As usual, click any photo to bring up a larger version.
This is the Creality Ender3 V2 printer. Yes, a 3D printer. I have never owned a 3D printer before. At the time of writing (Spring 2021) 3D printers have been out for a number of years, but I have never yet had any experience with them. So this is probalbly a 3rd or 4th generation printer.
This is a near entry-level type printer and it comes as a partial kit. You will need to spend an hour or two putting this together. The video above shows some images of assembling the printer, and a few preliminary tests. The assembly process is really not that tough. There is no soldering, for instance. You just need to bolt together some components. You can buy pre-assembled printers if you want, but you will pay a bit more.
And yes, things can go wrong if the printer is not tuned properly.
(I adjusted the z-hop and the retraction in the Cura slicer software, which seemed to fix this.

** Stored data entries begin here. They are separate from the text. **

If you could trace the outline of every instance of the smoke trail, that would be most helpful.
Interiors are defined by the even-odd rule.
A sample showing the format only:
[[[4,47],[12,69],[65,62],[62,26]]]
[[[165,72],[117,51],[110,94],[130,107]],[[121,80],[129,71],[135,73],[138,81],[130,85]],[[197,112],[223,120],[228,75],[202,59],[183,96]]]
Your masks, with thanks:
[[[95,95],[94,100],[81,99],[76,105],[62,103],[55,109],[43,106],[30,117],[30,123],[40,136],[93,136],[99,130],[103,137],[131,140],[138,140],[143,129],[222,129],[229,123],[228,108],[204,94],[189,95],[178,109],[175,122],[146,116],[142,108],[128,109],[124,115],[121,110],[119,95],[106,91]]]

Sorry, not going into details, that's not what this article is about!)
Now this was what I wanted to write about.
This was my 2nd "real" object that I 3D printed. It is a rear lens cap for a Konica AR style lens.
It is for my son. He has started to get into film photography and recently purchased an older 2nd had Konica camera film kit, and one of the lenses was missing the rear lens cap.
It's an older camera, and I think a bit of an off brand. So parts are not that common. But yes, I could buy probably buy one if I tried -- I found a listing on ebay for $15 plus shipping.
Instead, we found a model of one on Thingiverse: Rear Lens cap for Konica AR Lenses I downloaded the model, ran it through the Cura slicer model, and printed this.
It took about 3 hours total, including that one failed print shown above. It took about 30 grams of filament, which probably cost around 50 cents or maybe 75 cents.
And that, I thought, is possibly a perfect example of what a 3D printer is for: making a small unique object for a special purpose.
I fully admit that I am a complete beginner at 3D printing, so the pros out there may be laughing at me. I probably have not even scratched the surface as to what these can do. But still, this really struck me as a perfect use case.
And just for fun, here is another thing I made -- a cable clip to hold USB cables to the edge of my nightstand. I found a model on thingiverse, but it was only built for one cable, so I redid most of it in Sketchup, and then printed this one. Can I buy cable clips? Probably. But this was fun, was custom to my table and needs. And I didn't have to go shopping.